After all, by what standard did God measure their goodness? God alone is good (Luke 18:19) meaning that His creation was functioning according to the purpose for which He had created. Only humanity held the distinction of being made in God’s image, which must mean that the man and woman were relating properly to God through worship. So with this in mind, God’s first imperative to humanity was to fill the earth, not merely with warm bodies to establish human culture, but rather with authentic worshippers who rightly relate to God. Matthew 28:18-20 says the same thing! In a post-fall world the only means for obeying that original command is to “Go, therefore, and make disciples of all nations, baptizing them in the name of the Father and of the Son and of the Holy Spirit, teaching them to observe everything I (Jesus) have commanded you.” God’s purpose did not change. It has always been His plan to gather worshippers around Jesus from among all peoples of the world. This purpose is foundational to the interpretation of the entire Bible and forms the basis for permeating students’ minds with a biblical worldview at Southeastern Seminary.
Challenging Hands with Missional Practice
Once the heart has been captured by and the mind has been permeated with the word of God, that orthodox worldview must supernaturally work its way out through orthopraxy. This is why we strive to make our courses at Southeastern go beyond the theoretical. Academia certainly has its place in Kingdom work, but it must never be of the “ivory tower” sort. Therefore, we seek to challenge the hands of our students to engage the world through missional practice. This manifests itself in many ways around our campus. One example from the courses that I teach is that my students are challenged to report throughout the semester on gospel-centered conversations that they have in their circles of influence. It is not infrequent for students to dread this particular aspect of my courses early on, however I have gotten countless notes about how this challenge to engage has been one of the most significant aspects of their seminary experience.

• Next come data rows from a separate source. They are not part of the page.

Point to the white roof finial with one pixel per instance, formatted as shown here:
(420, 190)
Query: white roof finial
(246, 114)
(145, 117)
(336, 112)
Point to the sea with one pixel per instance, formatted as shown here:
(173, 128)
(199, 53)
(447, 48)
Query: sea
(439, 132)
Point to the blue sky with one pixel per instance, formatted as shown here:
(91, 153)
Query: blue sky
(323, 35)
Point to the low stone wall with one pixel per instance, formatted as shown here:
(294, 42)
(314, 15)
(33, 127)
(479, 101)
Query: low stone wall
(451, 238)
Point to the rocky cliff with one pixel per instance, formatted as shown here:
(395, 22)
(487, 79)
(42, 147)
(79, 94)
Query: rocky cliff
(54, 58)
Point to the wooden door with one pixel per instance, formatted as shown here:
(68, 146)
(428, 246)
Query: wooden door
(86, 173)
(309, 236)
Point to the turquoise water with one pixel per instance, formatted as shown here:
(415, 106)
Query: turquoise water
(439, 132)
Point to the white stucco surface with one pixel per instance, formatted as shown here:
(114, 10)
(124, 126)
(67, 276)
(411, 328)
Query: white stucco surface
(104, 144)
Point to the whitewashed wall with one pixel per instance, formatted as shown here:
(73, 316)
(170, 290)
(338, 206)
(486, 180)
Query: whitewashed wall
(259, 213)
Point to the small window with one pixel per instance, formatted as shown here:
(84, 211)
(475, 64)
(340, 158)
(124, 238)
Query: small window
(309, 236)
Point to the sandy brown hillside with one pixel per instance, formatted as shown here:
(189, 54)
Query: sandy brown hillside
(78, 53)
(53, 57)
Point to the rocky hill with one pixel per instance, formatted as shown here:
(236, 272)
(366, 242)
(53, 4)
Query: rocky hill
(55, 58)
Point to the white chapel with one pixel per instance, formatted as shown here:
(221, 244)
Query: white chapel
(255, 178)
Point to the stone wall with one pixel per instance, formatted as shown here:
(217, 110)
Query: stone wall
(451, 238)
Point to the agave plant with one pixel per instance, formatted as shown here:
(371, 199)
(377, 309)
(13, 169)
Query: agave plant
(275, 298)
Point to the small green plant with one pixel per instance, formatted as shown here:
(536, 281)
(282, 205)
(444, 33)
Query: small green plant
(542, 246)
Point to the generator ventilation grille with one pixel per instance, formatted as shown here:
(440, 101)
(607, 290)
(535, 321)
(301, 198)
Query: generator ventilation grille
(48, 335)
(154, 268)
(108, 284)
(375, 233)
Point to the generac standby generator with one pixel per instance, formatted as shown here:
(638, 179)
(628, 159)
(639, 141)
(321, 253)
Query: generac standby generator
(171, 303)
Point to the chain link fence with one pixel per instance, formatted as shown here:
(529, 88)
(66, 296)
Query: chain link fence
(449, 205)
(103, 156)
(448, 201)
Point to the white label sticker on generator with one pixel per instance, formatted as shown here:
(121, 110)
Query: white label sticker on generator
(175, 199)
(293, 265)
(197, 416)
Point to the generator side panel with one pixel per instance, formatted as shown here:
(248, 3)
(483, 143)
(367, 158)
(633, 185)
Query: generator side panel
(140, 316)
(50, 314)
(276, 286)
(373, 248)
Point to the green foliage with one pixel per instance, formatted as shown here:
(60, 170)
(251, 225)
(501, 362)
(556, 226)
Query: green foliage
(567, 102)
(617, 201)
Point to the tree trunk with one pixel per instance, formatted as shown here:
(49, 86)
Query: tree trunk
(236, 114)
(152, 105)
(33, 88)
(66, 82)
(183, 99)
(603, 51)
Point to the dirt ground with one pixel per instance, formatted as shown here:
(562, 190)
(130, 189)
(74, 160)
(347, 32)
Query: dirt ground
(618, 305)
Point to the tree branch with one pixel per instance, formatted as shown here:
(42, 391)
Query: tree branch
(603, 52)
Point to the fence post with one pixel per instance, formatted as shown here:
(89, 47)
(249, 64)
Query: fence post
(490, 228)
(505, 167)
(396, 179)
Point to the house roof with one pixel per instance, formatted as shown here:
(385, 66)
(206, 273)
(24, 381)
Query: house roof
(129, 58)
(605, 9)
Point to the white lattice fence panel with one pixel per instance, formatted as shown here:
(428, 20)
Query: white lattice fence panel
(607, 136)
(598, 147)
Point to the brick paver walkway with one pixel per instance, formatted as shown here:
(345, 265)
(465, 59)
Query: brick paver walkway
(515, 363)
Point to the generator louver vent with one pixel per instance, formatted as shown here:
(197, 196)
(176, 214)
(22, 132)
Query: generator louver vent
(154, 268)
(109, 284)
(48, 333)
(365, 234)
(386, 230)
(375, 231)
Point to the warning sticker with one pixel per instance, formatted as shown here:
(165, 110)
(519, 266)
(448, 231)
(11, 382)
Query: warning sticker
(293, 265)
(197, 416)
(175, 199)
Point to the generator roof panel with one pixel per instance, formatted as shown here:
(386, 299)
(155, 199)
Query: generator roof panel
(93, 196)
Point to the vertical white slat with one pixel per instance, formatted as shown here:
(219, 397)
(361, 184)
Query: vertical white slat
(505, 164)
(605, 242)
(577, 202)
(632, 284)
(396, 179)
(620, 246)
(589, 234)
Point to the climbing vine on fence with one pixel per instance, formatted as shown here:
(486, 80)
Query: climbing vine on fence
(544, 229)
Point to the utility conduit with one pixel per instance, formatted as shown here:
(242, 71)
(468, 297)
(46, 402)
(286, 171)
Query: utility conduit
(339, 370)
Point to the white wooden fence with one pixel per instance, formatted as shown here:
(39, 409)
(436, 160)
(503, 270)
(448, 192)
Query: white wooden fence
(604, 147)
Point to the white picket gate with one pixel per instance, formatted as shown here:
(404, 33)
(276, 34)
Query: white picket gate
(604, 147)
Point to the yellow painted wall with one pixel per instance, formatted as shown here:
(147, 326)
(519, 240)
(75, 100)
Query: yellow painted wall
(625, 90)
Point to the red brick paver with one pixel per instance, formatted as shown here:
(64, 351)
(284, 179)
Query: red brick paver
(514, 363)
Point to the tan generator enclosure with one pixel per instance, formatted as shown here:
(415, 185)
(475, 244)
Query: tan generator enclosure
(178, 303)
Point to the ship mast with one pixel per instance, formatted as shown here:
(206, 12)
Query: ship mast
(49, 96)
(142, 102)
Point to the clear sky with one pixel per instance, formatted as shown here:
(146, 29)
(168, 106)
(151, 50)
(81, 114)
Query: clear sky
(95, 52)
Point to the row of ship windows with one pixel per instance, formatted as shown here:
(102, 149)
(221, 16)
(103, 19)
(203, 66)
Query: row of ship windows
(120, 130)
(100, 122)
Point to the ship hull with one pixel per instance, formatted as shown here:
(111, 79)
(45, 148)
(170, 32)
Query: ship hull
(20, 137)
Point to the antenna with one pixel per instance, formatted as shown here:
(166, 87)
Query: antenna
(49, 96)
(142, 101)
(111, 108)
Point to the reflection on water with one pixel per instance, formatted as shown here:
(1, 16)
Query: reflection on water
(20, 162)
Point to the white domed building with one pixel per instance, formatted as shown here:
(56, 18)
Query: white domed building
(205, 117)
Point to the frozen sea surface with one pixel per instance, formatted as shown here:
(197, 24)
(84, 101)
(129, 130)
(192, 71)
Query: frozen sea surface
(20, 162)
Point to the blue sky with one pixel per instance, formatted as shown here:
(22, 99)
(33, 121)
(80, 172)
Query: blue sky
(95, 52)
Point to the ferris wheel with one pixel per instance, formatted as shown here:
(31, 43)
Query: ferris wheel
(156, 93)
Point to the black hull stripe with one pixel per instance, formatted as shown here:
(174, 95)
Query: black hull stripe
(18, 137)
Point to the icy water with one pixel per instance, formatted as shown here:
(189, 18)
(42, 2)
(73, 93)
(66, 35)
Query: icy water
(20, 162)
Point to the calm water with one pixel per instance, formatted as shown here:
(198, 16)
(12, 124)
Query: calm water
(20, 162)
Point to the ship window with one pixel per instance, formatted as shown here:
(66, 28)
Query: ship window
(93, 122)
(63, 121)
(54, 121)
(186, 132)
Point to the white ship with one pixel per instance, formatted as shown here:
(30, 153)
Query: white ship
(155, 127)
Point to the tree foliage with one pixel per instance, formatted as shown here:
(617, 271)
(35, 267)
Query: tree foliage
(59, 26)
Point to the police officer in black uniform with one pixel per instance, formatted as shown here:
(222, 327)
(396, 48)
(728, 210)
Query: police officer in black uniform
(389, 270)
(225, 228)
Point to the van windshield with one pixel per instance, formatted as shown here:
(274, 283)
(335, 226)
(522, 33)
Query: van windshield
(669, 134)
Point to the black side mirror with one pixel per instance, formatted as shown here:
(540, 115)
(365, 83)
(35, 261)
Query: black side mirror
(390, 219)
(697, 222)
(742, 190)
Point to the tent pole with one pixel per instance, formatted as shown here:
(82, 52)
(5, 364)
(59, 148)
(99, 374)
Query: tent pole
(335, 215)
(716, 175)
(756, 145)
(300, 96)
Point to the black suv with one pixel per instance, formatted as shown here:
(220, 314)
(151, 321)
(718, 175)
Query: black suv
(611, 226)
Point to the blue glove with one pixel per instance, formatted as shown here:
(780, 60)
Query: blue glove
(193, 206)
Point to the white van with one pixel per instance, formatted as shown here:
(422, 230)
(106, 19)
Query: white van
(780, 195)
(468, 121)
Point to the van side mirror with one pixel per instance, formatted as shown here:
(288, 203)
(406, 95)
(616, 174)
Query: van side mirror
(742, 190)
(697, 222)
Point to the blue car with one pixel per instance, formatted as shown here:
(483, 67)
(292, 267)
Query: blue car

I remember one young lady reporting on sharing with a Muslim woman in the area who soon after came to faith in Christ. What’s more, she came back a semester later and reported to me that the woman’s husband has now become a Christ-follower as well. So the Great Commission at Southeastern Seminary is not merely a concept – it is a way of life. And our faculty labors to the end of being a tool for transformation in the lives of our students through capturing their hearts with godly affections, permeating their minds with a biblical worldview, and challenging their hands with missional practice. Nothing short of that would be a comprehensive theological education.